In a significant move, Movella (NASDAQ: MVLA) has initiated the process to delist its shares and warrants from the Stock Market. The tech company filed a Form 25 with the SEC today, signaling its voluntary withdrawal of its common stock and warrants, with the latter being exercisable at $11.50 per share.
Trading of Movella’s securities is set to be suspended tomorrow, Tuesday, before the market opens. The delisting is expected to be finalized ten days after the Form 25 filing, removing the company’s securities from Nasdaq. Following the delisting, Movella anticipates any subsequent trading of its securities to occur through private sales or potentially on over-the-counter (OTC) markets.

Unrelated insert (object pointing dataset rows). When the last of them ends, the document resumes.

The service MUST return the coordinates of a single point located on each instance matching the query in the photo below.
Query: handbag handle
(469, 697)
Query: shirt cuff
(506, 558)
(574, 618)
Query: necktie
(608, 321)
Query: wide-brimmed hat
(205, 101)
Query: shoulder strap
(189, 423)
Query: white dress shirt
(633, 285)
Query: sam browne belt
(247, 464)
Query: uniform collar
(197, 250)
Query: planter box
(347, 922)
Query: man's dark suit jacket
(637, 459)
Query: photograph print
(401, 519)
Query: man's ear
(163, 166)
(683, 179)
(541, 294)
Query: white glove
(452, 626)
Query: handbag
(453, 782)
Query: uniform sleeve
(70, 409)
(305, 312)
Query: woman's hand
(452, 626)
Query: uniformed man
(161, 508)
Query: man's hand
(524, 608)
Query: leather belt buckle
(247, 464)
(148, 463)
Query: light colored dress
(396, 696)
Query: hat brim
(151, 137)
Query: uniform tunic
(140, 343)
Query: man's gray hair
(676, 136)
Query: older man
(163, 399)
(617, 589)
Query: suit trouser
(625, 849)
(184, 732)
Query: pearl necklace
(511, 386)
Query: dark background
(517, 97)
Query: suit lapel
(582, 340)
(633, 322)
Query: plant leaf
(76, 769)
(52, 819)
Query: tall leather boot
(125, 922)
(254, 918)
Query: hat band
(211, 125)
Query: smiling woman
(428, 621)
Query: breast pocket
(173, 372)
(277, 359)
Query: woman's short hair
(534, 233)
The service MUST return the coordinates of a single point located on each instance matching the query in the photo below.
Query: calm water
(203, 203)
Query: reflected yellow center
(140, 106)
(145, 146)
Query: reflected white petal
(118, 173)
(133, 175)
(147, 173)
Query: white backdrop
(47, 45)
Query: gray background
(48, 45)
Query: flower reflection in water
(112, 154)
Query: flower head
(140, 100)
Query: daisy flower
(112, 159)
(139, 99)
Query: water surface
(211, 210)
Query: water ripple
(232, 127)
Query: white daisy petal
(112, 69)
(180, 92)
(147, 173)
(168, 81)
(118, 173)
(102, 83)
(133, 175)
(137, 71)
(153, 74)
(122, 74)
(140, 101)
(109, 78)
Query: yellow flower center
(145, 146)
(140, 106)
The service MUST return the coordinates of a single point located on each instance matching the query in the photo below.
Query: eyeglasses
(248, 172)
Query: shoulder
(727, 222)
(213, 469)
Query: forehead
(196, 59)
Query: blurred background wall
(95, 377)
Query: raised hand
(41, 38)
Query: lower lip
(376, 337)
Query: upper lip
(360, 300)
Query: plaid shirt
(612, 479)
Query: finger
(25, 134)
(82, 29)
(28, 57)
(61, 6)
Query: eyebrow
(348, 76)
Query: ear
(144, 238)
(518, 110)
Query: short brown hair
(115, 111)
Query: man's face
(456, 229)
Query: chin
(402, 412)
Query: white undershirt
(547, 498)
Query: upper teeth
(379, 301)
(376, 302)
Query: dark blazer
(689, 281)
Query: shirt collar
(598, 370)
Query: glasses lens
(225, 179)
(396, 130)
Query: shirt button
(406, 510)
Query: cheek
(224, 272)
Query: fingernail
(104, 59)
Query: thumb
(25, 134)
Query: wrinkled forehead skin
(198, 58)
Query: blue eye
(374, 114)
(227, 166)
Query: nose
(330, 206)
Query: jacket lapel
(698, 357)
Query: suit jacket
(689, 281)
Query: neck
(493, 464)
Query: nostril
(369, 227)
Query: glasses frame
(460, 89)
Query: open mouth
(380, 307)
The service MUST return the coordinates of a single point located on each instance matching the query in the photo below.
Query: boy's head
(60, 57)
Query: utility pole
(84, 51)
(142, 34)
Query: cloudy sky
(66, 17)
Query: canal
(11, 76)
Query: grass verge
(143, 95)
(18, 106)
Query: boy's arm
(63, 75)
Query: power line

Movella is preparing to have its securities quoted on an OTC market operated by OTC Markets Group Inc., with the transition likely to happen around or after April 12. This move would ensure the continued availability of a trading platform for the company’s securities. Still, there is no guarantee that brokers will maintain a market for Movella’s securities or that trading will persist on the OTC market or any other form.
This strategic shift comes as part of Movella’s previously announced plans to transition away from Nasdaq. The company has not publicly detailed the reasons behind the delisting decision, nor has it speculated on the potential impacts this move may have on its market presence or investor relations.
Investors and market watchers will be closely monitoring Movella’s transition to the OTC markets and the subsequent trading activity. The information disclosed is based on the company’s recent SEC filing.